Archibald Motley, Jr. was born in New Orleans in 1891 to Mary Huff, a former schoolteacher, and Archibald Motley, Sr., a railroad porter. When Motley was still a baby, the family moved to Chicago, where their circle of friends included civil rights activist A. Philip Randolph. The Motleys were the only African Americans in a predominantly Italian area, which left Motley somewhat isolated from the black neighborhoods of Chicago. To compensate for this absence, Motley “made it a habit to go to . . . churches, movie houses, dance halls, skating rinks, sporting houses,” where members of the city’s black communities would gather. There, Motley would observe and sketch the scenes and faces that became a key component of his art as an adult, paintings that Alain Locke would one day describe as “provocative” and offering a “half-Rabelaisian version of negro city types.” From the age of nine, Motley knew he wanted to be an artist, and in fifth grade, he began leaving school during lunch to go to the local pool hall, where he would make sketches of the patrons. After high school, Motley was offered a full scholarship to study architecture at the Armour Institute by its president, Frank Gunsaulas. When Motley turned it down in order to study at the Art Institute of Chicago, Gunsaulas, impressed with the young artist’s talent and ambition, offered to pay his first year’s tuition.
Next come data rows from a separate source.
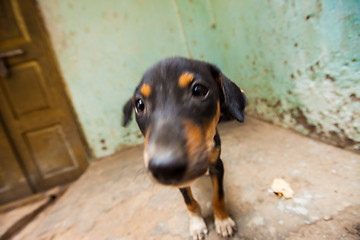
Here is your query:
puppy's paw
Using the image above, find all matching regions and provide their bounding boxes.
[189,215,208,240]
[214,216,237,238]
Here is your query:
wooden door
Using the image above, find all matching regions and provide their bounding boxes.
[0,116,32,204]
[0,0,88,204]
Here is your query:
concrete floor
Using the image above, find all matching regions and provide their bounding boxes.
[0,197,48,237]
[6,117,360,240]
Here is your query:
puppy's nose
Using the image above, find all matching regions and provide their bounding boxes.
[148,157,187,184]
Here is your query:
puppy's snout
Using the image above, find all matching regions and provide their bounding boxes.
[148,156,187,184]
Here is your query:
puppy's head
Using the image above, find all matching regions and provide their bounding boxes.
[123,57,246,187]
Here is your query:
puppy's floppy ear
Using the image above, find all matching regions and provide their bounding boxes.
[122,98,133,127]
[209,64,247,122]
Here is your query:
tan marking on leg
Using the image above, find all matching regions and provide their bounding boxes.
[140,83,151,98]
[178,72,194,88]
[184,187,200,213]
[204,102,226,218]
[212,173,237,236]
[183,187,208,239]
[211,175,229,220]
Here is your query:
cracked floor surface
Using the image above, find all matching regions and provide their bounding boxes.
[6,117,360,240]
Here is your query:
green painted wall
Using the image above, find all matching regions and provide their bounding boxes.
[38,0,360,157]
[210,0,360,151]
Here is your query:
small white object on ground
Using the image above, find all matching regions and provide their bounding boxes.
[271,178,294,199]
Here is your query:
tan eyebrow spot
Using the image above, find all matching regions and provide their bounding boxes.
[178,72,194,88]
[140,84,151,98]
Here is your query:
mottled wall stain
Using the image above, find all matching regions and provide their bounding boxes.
[37,0,360,157]
[210,0,360,152]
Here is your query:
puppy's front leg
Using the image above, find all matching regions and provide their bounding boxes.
[179,187,208,240]
[210,157,237,237]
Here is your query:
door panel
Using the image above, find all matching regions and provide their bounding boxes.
[0,117,32,204]
[0,0,30,47]
[0,0,88,203]
[25,125,79,179]
[2,61,50,117]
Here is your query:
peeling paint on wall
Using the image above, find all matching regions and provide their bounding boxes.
[210,0,360,152]
[38,0,360,157]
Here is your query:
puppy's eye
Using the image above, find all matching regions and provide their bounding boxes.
[192,84,209,98]
[135,99,145,113]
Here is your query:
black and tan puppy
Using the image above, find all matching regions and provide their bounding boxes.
[123,57,246,239]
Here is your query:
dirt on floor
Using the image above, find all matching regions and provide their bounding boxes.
[1,117,360,240]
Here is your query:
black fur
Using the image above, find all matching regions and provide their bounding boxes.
[122,57,246,238]
[122,98,133,127]
[209,64,246,122]
[122,57,246,128]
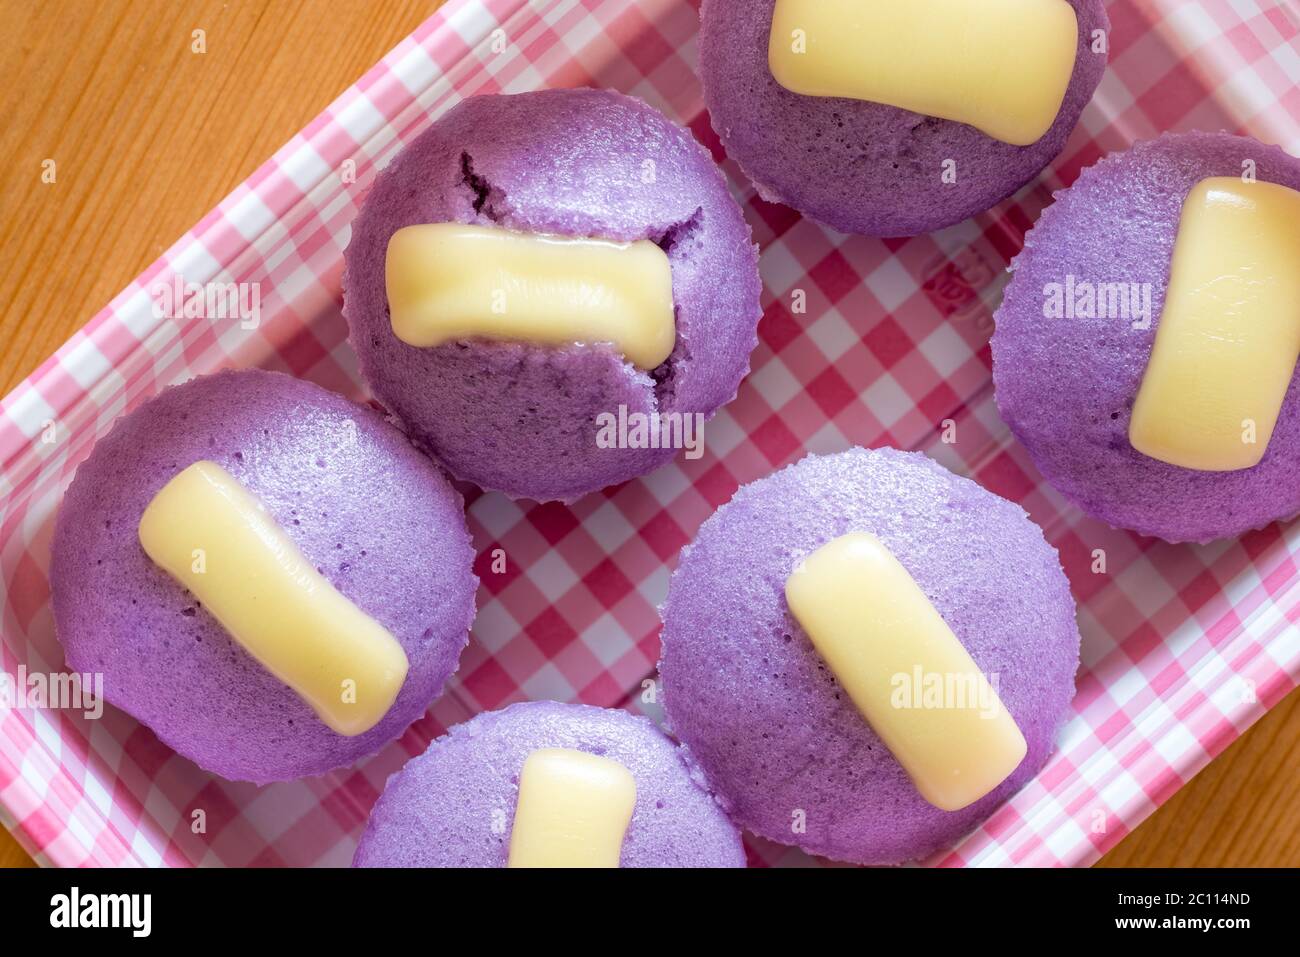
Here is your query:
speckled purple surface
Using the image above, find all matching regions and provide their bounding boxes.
[352,700,746,867]
[698,0,1109,237]
[50,369,478,784]
[658,448,1080,865]
[992,132,1300,543]
[343,88,762,503]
Motley graduated from the Institute in 1918 but returned a year later for one semester to study with George Bellows.
Initially interested in portraiture, Motley found it difficult to earn a living, due in part to the fact that most of the wealthy white patrons favored white artists, and black patrons were either financially unable to or uninterested in supporting black portrait painters. He moved to the South Side neighborhood known as Bronzeville, where he lived among many intellectuals and artists such as Marion Perkins. Despite his career early setbacks, Motley’s did have several important successes. In 1921, his painting Portrait of My Mother was accepted into the Art Institute of Chicago’s Annual Exhibition, and in 1925, Motley received the Frank Logan prize for The Mulattress as well as the Eisendrath Prize for Syncopation. Although he was turned down for a Guggenheim Fellowship in 1927, that same year, Motley’s painting Mending Socks was voted the most popular in the Paintings and Water Colors by Living American Artists exhibition at the Newark Museum in New Jersey, and Motley also had his first solo show, at the New Gallery in New York City. Of the twenty-six works in the exhibition, twenty-two were sold, and Motley’s paintings were featured in articles for The New York Times Magazine and Opportunity. In 1928, the Harmon Foundation awarded him a gold medal for The Octoroon Girl, and in the following year, he received a Guggenheim Fellowship, which he used to spend 1929 studying art in Paris.